Nelms in the News: Video Walls of Knowledge

UF’s Malachowsky Hall brings multiple disciplines together through three key spaces.

Named after NVIDIA co-founder Chris Malachowsky, the University of Florida’s newly constructed Malachowsky Hall for Data Science & Information Technology in Gainesville, FL, is a seven-story, 263,440-square-foot facility dedicated to the advancement of AI, computing, and data science. Completed just over a year ago, it houses faculty and students from the College of Medicine, College of Pharmacy, Department of Computer Information & Information Science & Engineering, Department of Electrical & Computing Engineering, the Florida Institute for Cybersecurity Research, the Florida Semiconductor Institute, and the Warren B. Nelms Institute for the Connected World.

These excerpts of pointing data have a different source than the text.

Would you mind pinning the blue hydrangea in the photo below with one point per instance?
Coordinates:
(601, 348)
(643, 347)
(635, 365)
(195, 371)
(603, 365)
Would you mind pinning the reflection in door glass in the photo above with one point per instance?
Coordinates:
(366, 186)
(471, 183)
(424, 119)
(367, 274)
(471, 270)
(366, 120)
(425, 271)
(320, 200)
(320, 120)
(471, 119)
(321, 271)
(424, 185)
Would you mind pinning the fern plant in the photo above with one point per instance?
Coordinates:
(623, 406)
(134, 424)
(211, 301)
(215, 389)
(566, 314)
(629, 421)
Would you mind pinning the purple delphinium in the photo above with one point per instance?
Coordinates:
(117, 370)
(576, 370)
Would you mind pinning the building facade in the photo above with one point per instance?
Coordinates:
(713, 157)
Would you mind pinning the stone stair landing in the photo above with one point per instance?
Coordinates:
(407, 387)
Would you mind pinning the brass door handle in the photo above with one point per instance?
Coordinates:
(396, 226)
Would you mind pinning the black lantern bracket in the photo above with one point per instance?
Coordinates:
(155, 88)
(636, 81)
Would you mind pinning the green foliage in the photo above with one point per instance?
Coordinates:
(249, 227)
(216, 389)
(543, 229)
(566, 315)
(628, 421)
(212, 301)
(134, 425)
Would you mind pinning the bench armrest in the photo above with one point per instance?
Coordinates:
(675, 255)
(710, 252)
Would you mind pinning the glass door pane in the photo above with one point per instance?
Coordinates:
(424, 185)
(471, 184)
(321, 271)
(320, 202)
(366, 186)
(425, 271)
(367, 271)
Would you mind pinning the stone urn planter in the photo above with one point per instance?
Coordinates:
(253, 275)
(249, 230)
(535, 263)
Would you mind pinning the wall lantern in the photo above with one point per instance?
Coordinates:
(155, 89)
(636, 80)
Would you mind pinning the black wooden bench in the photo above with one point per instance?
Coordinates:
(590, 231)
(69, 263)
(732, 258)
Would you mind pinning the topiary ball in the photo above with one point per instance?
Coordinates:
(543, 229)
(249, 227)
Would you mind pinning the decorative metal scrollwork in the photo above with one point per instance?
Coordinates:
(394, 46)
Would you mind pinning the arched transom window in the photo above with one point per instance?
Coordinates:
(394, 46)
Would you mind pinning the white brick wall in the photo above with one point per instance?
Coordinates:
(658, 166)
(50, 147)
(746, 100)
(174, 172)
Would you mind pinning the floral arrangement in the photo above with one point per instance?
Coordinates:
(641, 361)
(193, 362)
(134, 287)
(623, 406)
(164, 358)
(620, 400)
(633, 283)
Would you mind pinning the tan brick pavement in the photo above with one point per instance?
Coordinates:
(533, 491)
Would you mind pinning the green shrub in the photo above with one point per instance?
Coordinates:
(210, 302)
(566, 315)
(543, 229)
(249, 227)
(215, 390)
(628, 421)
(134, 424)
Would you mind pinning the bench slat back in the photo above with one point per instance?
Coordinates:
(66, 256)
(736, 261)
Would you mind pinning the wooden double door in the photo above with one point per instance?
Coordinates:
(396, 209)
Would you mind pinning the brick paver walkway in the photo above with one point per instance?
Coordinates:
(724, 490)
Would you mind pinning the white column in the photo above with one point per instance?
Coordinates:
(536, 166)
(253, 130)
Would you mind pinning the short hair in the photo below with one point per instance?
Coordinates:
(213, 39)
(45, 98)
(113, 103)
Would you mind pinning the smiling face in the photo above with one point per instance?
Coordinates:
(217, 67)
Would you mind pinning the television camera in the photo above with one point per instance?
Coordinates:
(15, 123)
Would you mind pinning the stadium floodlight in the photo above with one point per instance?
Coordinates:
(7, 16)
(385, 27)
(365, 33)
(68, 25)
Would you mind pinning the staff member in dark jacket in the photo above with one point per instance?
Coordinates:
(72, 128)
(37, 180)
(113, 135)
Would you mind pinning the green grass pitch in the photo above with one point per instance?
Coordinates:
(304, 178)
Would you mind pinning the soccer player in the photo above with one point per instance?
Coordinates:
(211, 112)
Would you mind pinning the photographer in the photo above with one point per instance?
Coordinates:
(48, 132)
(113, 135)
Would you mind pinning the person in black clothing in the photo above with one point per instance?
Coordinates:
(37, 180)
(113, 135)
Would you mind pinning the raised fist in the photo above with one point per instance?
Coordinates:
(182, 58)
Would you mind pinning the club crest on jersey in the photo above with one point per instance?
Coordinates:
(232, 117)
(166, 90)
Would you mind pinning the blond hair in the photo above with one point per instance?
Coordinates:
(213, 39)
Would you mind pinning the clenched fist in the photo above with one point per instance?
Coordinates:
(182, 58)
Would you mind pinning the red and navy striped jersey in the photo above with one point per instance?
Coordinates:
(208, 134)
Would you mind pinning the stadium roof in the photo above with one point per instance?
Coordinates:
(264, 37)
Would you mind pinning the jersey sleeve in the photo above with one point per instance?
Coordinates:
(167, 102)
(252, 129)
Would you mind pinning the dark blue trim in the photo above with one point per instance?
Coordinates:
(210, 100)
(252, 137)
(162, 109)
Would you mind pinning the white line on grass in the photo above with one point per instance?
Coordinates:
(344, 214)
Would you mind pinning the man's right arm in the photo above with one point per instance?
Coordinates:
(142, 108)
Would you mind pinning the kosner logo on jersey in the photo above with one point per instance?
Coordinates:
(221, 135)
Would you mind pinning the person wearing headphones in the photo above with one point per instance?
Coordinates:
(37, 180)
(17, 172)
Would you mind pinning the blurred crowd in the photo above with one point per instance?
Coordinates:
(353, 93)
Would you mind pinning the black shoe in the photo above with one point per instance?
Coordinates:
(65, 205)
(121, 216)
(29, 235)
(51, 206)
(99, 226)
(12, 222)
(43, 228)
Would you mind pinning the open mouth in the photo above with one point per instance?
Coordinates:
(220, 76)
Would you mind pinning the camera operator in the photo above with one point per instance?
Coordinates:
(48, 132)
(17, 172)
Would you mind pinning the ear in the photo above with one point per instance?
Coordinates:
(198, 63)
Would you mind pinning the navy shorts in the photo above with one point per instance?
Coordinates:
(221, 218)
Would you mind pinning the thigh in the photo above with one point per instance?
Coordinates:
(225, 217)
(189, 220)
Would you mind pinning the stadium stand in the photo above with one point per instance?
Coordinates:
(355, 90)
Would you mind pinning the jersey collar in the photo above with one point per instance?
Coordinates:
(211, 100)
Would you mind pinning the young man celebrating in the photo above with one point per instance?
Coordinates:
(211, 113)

Swarup Bhunia, director of UF’s Warren B. Nelms Institute for the Connected World, was heavily involved in the development of the IOT Lab. He explained that the facility is used by graduate and undergraduate students to build smart sensors that are applied to internet of things technologies.

One project, led by Bianca Burini, assistant professor in the UF Institute for Food and Agricultural Sciences Florida Medical Entomology Lab, is using IOT technology to track mosquito colonies in the interest of relocating them. Burini argued that genetically controlling mosquito populations is critical to reducing vector-borne diseases.

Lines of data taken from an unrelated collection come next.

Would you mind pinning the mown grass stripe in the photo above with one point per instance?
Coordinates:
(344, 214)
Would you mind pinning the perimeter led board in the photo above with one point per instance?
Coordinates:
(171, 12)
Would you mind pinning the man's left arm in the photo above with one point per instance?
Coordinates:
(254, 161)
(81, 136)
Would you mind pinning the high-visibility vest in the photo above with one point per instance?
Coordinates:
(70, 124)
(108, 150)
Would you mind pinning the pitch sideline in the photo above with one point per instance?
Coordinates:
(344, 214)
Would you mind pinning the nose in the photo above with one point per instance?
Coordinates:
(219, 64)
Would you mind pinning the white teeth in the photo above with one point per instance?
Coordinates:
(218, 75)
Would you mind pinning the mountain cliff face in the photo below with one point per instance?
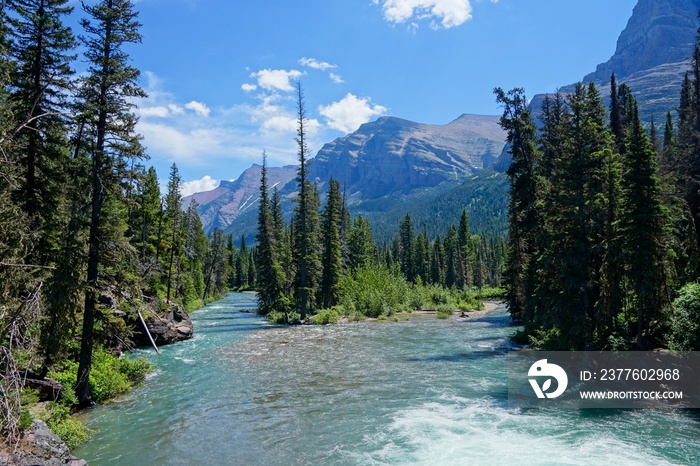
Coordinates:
(384, 161)
(652, 55)
(220, 207)
(660, 32)
(392, 155)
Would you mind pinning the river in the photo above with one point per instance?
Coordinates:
(422, 391)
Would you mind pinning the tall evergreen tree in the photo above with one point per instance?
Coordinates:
(522, 209)
(107, 96)
(43, 50)
(644, 221)
(332, 260)
(270, 283)
(304, 242)
(174, 215)
(465, 250)
(361, 244)
(407, 242)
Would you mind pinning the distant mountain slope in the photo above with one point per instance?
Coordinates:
(651, 57)
(391, 155)
(220, 207)
(384, 164)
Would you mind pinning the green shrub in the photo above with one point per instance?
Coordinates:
(326, 316)
(416, 298)
(375, 291)
(279, 318)
(470, 303)
(73, 432)
(491, 293)
(109, 375)
(57, 418)
(684, 334)
(444, 311)
(439, 295)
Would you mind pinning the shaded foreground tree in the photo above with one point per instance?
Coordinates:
(107, 98)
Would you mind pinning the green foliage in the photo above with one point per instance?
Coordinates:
(548, 340)
(444, 311)
(374, 291)
(326, 316)
(685, 320)
(490, 293)
(110, 376)
(72, 431)
(279, 318)
(57, 418)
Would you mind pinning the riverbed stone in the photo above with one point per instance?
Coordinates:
(40, 446)
(165, 325)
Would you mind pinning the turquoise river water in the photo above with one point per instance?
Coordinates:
(423, 391)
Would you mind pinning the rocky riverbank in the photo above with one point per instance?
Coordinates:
(39, 446)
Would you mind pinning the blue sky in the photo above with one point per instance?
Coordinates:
(220, 73)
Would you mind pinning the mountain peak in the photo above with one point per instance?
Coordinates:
(658, 32)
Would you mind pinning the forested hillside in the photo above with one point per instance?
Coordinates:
(87, 240)
(604, 216)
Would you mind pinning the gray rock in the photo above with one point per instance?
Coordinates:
(39, 446)
(166, 327)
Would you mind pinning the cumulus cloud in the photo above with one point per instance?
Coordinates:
(276, 80)
(349, 113)
(446, 13)
(206, 183)
(199, 108)
(315, 64)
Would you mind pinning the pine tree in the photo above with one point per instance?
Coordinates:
(305, 257)
(332, 260)
(174, 216)
(407, 240)
(361, 244)
(106, 95)
(616, 125)
(242, 265)
(270, 276)
(522, 209)
(43, 50)
(437, 262)
(644, 221)
(451, 257)
(465, 250)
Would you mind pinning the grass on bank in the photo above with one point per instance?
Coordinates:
(380, 292)
(110, 377)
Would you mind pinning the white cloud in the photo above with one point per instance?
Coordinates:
(206, 183)
(159, 112)
(315, 64)
(175, 109)
(199, 108)
(280, 123)
(449, 13)
(276, 80)
(349, 113)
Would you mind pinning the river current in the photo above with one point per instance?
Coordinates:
(422, 391)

“We are developing a sensor module in the IOT Lab to track mosquitos [through] infrared imaging and recording the sound of their wing beats,” Bhunia explained. “On top of that, we are running a machine learning algorithm to detect how many mosquitos there are, where they are moving, whether they are an adult or an infant, and if they are male or female.” Once AI and sensor technology can track these colonies, researchers can use that data to determine how and where to relocate them.